When the Founding Fathers created and crafted the U.S. Constitution, delegates to the Constitutional Convention voted on naming five members to a Committee of Detail that drafted the document.

Surely among Longboat Key’s august citizenry there are five visionaries, lawyers, land-use experts and pragmatists who can do what the ULI Advisory Panel urged. As noted in the box above, the ULI final report to the town said:

“The panelists also strongly recommend developing and adopting modern codes and permit processes to implement those policies in the land development process.

“The importance of undertaking this planning and zoning process cannot be emphasized strongly enough.”

This is crucial for the next generation.

If commissioners take this on, they will create a positive legacy and a turning point in the town’s history.

+ Stand your ground, Manatee
Ever since the Manatee County School Board voted 3-2 to install armed guards at 32 of the county’s elementary schools, predictably, there has been a chorus of critics quick to question and chastise the board and district administration.

“They moved too quickly.” “They didn’t get enough public input.” “They should have checked the state laws more thoroughly beforehand.” Wah, wah, wah.

We’ll continue to applaud the school board and administration for taking the right and bold action.
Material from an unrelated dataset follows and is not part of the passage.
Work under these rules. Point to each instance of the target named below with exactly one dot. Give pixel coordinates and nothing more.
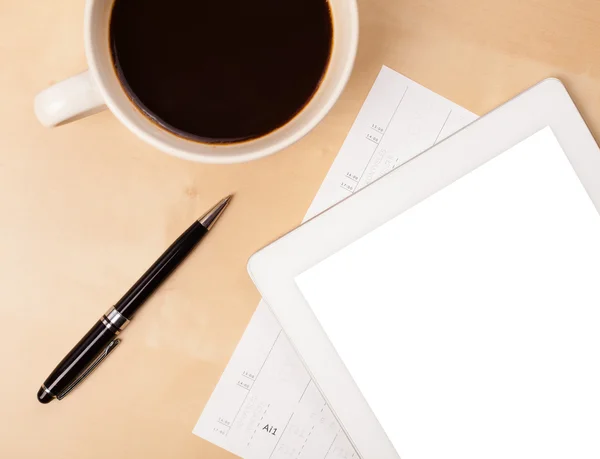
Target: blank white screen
(471, 322)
Typical governments are too slow to act and afraid to act for fear of criticism.

But without leaders willing to be pioneers, take risks and be decisive, we all would be worse off — maybe even dead.

REMEMBER THE ULI’s TOP PRIORITIES?
When the Urban Land Institute Advisory Services Panel issued its final report last March for the town of Longboat Key, it recommended 15 specific priorities in order of priority.
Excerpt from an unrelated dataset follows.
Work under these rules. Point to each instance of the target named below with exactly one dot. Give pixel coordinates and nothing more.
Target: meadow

Before those recommendations, however, the panel also wrote the following in its summary of recommendations. Note the emphasis on rewriting the town’s comprehensive plan and codes:

“Focus on the future instead of the past. Taking time to renew the future vision for Longboat Key is absolutely necessary for continued success.

“The 1980s-vintage plans and codes not only are out of date, but also perpetuate an unfortunate current pattern of community infighting, with good people focusing on the things that divide instead of working together and making more progress.
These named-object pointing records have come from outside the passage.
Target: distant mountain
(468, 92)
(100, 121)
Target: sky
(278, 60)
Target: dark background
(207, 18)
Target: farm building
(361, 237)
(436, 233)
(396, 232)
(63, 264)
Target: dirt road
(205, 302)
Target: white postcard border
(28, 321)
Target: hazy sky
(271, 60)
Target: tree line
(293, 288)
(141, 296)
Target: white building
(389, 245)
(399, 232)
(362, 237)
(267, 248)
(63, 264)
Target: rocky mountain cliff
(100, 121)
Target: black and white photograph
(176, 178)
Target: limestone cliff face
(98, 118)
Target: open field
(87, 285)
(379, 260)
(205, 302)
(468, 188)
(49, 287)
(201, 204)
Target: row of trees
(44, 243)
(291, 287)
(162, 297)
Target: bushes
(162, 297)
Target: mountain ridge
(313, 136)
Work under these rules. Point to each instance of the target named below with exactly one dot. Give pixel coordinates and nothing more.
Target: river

“The panel’s recommendation is not to amend the town’s comprehensive plan, but to replace it with a new plan tailored to meet the needs of the future.

“The panel recommends that the current system of ‘tourism units’ and other complicated aspects of the legacy code be abandoned or suspended and that new zones that reflect the community vision be adopted.

“The panelists also strongly recommend developing and adopting modern codes and permit processes to implement those policies in the land development process.

“The importance of undertaking this planning and zoning process cannot be emphasized strongly enough.”

ULI’s TOP FIVE PRIORITIES
1) Rezoning the Colony — Institutionalizing the hotel zoning of the Colony ensures that the high-end tourist facility will return to the site and enable progress when development is ready to proceed.

2) Land-use planning efforts for Whitney Beach — A vacant or at best underused shopping center that is likely better served in the future as a mixed-use development. Doing the vision/zoning upfront that enables the desirable development for community will streamline the process. As part of this process, interim uses should be explored to backfill with creative uses such as an incubator or a community kitchen.

3) Comprehensive/vision plan update — The comprehensive plan for the town has not been updated in 30 years. A new plan is needed that reflects the changes that have occurred in the past 30 years and the changes desired for the next 30.

4) Developing and adopting modern codes and permit processes — The panel heard from multiple business leaders that current codes and permit processes make business investment frustrating at best and unlivable at worst. Town codes should provide certainty to investors and help implement the vision plan for the town.

5) Master plan for Publix Super Market area — The Publix site is the center of Longboat Key and should be developed into a pedestrian-friendly town center that primarily serves local residents but also visitors.